Conclusion: The Court held that the Commerce Clause allowed Congress to regulate local incidents of commerce, and that the Civil Right Act of 1964 passed
constitutional muster. The Court noted that the applicability of Title II was "carefully limited to enterprises having a direct and substantial relation to the interstate flow
of goods and people. . ." The Court thus concluded that places of public accommodation had no "right" to select guests as they saw fit, free from governmental
regulation.
Miscellaneous
Copyright
MGM Studios v. Grokster (2005)
Facts of the Case: Grokster and other companies distributed free software that allowed computer users to share electronic files through peer-to-peer networks. In
such networks, users can share digital files directly between their computers, without the use of a central server. Users employed the software primarily to download
copyrighted files, file-sharing which the software companies knew about and encouraged.
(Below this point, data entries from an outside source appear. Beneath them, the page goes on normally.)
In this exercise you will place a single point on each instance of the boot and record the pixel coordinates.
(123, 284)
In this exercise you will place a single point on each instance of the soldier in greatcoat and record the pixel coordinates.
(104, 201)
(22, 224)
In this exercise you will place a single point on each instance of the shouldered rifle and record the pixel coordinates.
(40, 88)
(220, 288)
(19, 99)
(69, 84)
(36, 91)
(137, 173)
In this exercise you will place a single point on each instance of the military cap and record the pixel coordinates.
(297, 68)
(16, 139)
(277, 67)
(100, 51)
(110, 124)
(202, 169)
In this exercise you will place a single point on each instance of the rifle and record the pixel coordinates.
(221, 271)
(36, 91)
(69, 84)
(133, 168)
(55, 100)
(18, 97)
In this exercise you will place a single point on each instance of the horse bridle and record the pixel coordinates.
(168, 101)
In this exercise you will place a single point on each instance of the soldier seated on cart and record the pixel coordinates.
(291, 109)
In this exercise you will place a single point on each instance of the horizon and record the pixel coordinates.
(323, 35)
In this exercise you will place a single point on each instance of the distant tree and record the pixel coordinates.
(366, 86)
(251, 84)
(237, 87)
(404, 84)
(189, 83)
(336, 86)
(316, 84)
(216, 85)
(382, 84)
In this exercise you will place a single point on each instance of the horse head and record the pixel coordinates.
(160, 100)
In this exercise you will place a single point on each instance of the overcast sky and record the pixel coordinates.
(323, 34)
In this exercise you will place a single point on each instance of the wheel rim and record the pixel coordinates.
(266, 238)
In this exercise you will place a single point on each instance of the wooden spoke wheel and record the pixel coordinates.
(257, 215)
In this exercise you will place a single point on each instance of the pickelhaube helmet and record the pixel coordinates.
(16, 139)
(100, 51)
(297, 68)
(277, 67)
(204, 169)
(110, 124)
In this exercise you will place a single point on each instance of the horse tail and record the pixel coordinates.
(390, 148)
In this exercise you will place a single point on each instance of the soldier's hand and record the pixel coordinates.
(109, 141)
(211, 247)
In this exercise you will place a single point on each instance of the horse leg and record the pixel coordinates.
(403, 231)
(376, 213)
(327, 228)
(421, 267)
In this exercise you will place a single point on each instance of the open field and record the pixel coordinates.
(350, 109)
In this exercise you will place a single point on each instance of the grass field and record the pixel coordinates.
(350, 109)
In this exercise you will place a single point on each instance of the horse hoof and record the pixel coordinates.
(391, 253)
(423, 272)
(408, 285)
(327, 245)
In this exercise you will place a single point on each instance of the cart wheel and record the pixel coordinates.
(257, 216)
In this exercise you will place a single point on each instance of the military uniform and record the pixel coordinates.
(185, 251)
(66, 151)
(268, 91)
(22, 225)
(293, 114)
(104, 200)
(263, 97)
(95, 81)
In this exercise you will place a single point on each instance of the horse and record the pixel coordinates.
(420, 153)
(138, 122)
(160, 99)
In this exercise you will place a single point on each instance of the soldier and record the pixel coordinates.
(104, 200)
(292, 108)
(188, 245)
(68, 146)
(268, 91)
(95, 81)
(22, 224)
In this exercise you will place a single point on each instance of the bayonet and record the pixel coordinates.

The companies profited from advertising revenue, since they streamed ads
to the software users. A group of movie studios and other copyright holders sued and alleged that Grokster and the other companies violated the Copyright Act by
intentionally distributing software to enable users to infringe copyrighted works. The district court ruled for Grokster, reasoning that the software distribution
companies were not liable for copyright violations stemming from their software, which could have been used lawfully. The Ninth Circuit affirmed.
Question: Were companies that distributed file-sharing software, and encouraged and profited from direct copyright infringement using such software, liable for the
infringement?
Conclusion: Yes. In a unanimous opinion delivered by Justice David Souter, the Court held that companies that distributed software, and promoted that software to
infringe copyrights, were liable for the resulting acts of infringement. The Court argued that although the Copyright Act did not expressly make anyone liable for
another's infringement, secondary liability doctrines applied here. The software in this case was used so widely to infringe copyrights that it would have been
immensely difficult to deal with each individual infringer. The "only practical alternative" was to go against the software distributor for secondary liability. Here the
software companies were liable for encouraging and profiting from direct infringement.